University of Hertfordshire Adaptive Systems Research Group Seminar
28 March 2001, Wednesday, 2 pm - 3 pm+ in Seminar Room 1F259
We examine the notions of meaning and information for animals or agents engaged in interaction games, and the organisation of communicative abilities in populations sharing an environment. Concepts from cognitive ethology, linguistics, semiotics, and evolution are surveyed. Innateness, individual learning, and social aspects (social learning and cultural transmission) in the evolution of communication are reviewed with particular attention to what classes of linguistic abilities have been and have not been demonstrated, including self-organisation of vocabularies, categorisation, deixis, predication, negation, compositional structure, and recursive syntax (-- these concepts will be introduced and illustrated in the talk).

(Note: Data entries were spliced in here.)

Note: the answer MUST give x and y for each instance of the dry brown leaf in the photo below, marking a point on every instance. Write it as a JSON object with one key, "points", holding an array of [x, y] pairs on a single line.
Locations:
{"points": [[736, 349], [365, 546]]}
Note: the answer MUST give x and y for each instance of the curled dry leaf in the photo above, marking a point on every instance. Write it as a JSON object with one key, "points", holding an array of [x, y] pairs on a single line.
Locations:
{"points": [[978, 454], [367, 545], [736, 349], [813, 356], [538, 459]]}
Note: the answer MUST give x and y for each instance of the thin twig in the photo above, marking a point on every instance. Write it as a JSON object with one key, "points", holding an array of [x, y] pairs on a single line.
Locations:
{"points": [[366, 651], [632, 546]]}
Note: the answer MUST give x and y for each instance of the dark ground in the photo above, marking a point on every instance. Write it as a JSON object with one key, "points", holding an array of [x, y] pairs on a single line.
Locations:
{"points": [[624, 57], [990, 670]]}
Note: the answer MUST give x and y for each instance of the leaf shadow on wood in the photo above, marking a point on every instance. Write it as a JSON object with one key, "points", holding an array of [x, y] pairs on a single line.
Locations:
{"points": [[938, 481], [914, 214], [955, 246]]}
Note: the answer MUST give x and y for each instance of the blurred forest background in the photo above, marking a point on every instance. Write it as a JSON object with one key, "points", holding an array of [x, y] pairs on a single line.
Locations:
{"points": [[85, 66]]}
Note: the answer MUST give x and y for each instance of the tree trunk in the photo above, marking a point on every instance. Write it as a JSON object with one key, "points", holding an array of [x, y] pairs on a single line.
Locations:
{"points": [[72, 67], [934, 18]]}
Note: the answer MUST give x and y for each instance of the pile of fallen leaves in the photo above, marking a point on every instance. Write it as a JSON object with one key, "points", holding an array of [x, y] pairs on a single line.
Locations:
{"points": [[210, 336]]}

Studies on animals and agents showing degrees of communication are reviewed and analysed with an eye to describing what aspects of communication have actually been demonstrated or, -- in the case of many simulation studies --- tacitly built-in to the system at the outset. For example, predication and syntactic constituent structure have never been shown to emerge in robotic or software studies (without bringing them in tacitly with the tools of computer science).
We also argue that stochastic effects of finite sampling and variational noise are the main mechanisms behind many claims for `self-organisation' and `diversity' of communication in simulation studies.
Current work at the University of Hertfordshire by the speaker, J. Baillie, K. Dautenhahn, and research students addresses how some linguistic abilities can arise in populations of interacting agents. This seminar is intended to serve as a tutorial for new researchers in the field.
Reference:
C. L. Nehaniv, "The Making of Meaning in Societies: Semiotic &
Information-Theoretic Background to the Evolution of
Communication", Proc. AISB Symposium: Starting from Society - the
application of social analogies to computational systems, 19-20
April 2000, Society for the Study of Artificial Intelligence and
Adaptive Behaviour, pp. 73-84, 2000.